# Roberto Gerhard



## Morimur

Composer's Website: http://www.robertogerhard.com



> For twenty years - first in Barcelona and then in exile in England - Gerhard cultivated, and enormously enriched, a modern tonal idiom with a pronounced Spanish-folkloric orientation that descended on the one hand from Pedrell and Falla, and on the other from such contemporary masters as Bartók and Stravinsky. This was the idiom whose major achievements included the ballets Soirées de Barcelone and Don Quixote, the Violin Concerto and the opera The Duenna.
> 
> Gerhard often said that he stood by the sound of his music: 'in music the sense is in the sound'. Yet dazzling as their scoring is, his last works are in no sense a mere succession of sonic events. Their forms are meticulously organized and several make use of his special development of serialism where a twelve-tone pitch series, governing intervallic relations, interacts with a twelvefold time series governing the music's duration and proportions. -Wikipedia


----------



## arpeggio

I have recordings of nine of his works. Interesting composer. I am unfamiliar with the samples you provided. Thanks.


----------



## Morimur

arpeggio said:


> I have recordings of nine of his works. Interesting composer. I am unfamiliar with the samples you provided. Thanks.

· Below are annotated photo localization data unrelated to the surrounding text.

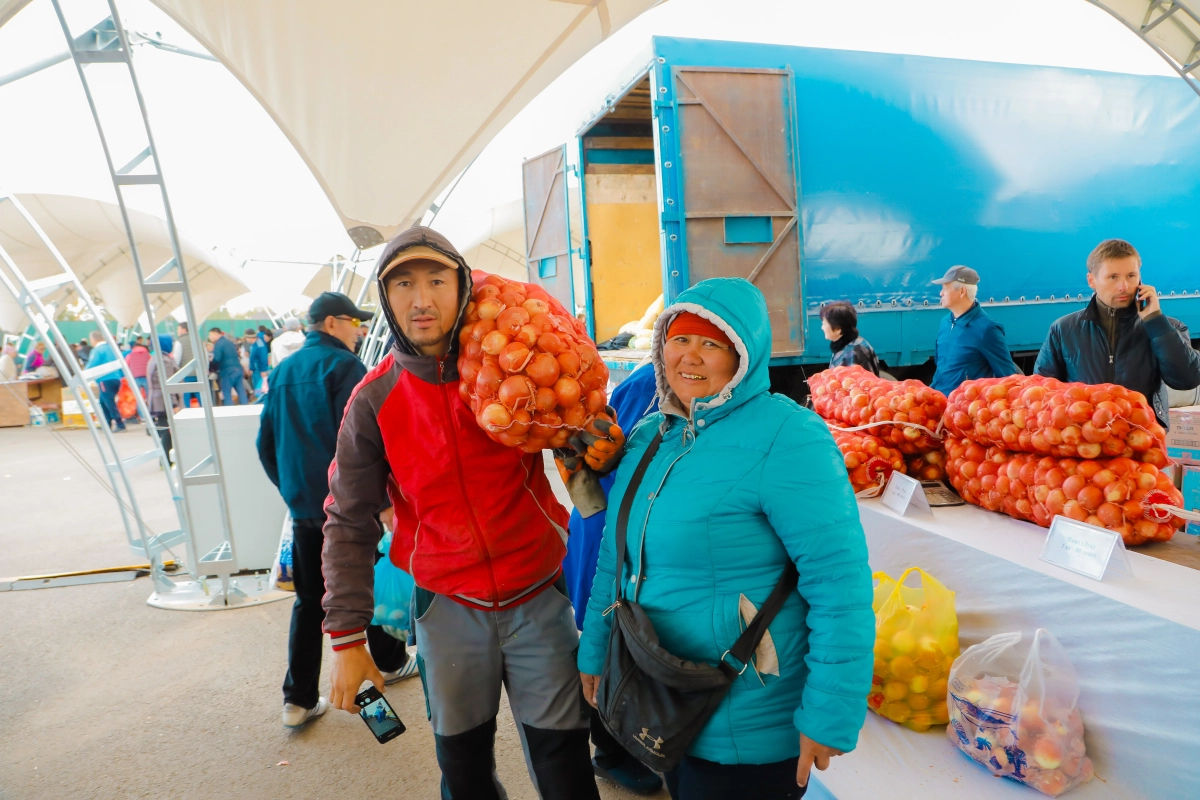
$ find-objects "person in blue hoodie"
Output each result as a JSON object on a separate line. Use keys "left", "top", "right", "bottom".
{"left": 84, "top": 329, "right": 126, "bottom": 432}
{"left": 563, "top": 360, "right": 660, "bottom": 794}
{"left": 930, "top": 266, "right": 1020, "bottom": 396}
{"left": 577, "top": 278, "right": 874, "bottom": 799}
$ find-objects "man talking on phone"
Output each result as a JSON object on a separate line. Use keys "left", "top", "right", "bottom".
{"left": 320, "top": 228, "right": 614, "bottom": 799}
{"left": 1035, "top": 238, "right": 1200, "bottom": 426}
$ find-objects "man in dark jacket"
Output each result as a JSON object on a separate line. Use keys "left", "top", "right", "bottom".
{"left": 257, "top": 291, "right": 412, "bottom": 729}
{"left": 930, "top": 265, "right": 1020, "bottom": 396}
{"left": 1034, "top": 239, "right": 1200, "bottom": 427}
{"left": 322, "top": 228, "right": 615, "bottom": 799}
{"left": 207, "top": 327, "right": 248, "bottom": 405}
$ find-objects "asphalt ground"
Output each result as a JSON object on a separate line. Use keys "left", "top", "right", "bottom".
{"left": 0, "top": 424, "right": 668, "bottom": 800}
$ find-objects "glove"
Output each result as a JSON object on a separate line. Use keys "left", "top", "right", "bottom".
{"left": 579, "top": 408, "right": 625, "bottom": 474}
{"left": 555, "top": 453, "right": 607, "bottom": 519}
{"left": 554, "top": 408, "right": 626, "bottom": 518}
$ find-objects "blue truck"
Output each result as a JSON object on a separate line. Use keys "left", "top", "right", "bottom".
{"left": 518, "top": 37, "right": 1200, "bottom": 387}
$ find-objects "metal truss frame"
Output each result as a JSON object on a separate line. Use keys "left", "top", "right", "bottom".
{"left": 1088, "top": 1, "right": 1200, "bottom": 98}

Gerhard is a great composer but most here don't seem to care. Sometimes I wonder why I even bother.


----------



## Guest

Morimur said:


> Gerhard is a great composer but most here don't seem to care. Sometimes I wonder why I even bother.


Have you heard his opera La Duena? I'm hesitant to try his earlier work based on what I've read, but most Gerhard I know is amazing.


----------



## Morimur

nathanb said:


> Have you heard his opera La Duena? I'm hesitant to try his earlier work based on what I've read, but most Gerhard I know is amazing.


Heard of it but haven't yet listened to it. Not one of his best works from what I've read but yes, most of his later work is top notch.


----------



## starthrower

Morimur said:


> Gerhard is a great composer but most here don't seem to care. Sometimes I wonder why I even bother.


I heard about him right here from our friend in absentia, someguy. I went to YouTube to give him a listen. I was very impressed, so I picked up the Chandos CDs. But not the opera, because I wasn't aware of that one. I also have a French CD of symphonies 2 & 4. It's very bold and adventurous music. The kind that will scare away a lot of folks here.


----------



## starthrower

Olivier Charlier, violino --- BBC Symphony Orchestra diretta da Matthias Bamert

A work dating from the early 1940s.


----------



## Dirge

Roberto GERHARD: *Concerto for Orchestra* (1965)
:: Norman Del Mar/BBC SO [Argo '67?] ~ 22½ minutes

Arnold Schoenberg's Variations for Orchestra meets Edgard Varèse's _Arcana_ in 1965 Technicolor. I tend to resist works that beat me over the head with striking effects and sonorities, but Gerhard beats me into submission and wins me over with the onslaught of effects and sonorities that he unleashes in his Concerto for Orchestra. The key is that nothing sounds arbitrary … every effect and sonority somehow seems to be part and parcel of the structure (even when I can't explain how, which is most of the time). The less busy/dense music sometimes has a tense nocturnal atmosphere akin to Bartók's "night music," while the slightly busier/denser music sometimes takes on a mechanical timepiece quality that makes me think ahead to Birtwistle's works of the '70s-I'm thinking especially of _Carmen Arcadiæ Mechanicæ Perpetuum_. The music is constantly morphing as it moves along, however, so those are just passing impressions … like two attractions along Route 66. While solo honors are spread throughout the orchestra in true concerto-for-orchestra fashion, the percussion section manages to stand out (thanks in part to the spotlighting of the recording), even when playing a sort of continuo role. Of the less brazen contributions, I find that of the harp to be strangely alluring/engaging.

This 1967 or so performance under Del Mar is much more fiery and dramatic than the newer one with Bamert and the same orchestra on Chandos. Unfortunately, this Argo recording has never been commercially issued on CD so far as I know; I have a private transfer from LP. Lyrita has licensed and reissued other Argo recordings on CD, so perhaps they'll get around to this one.


----------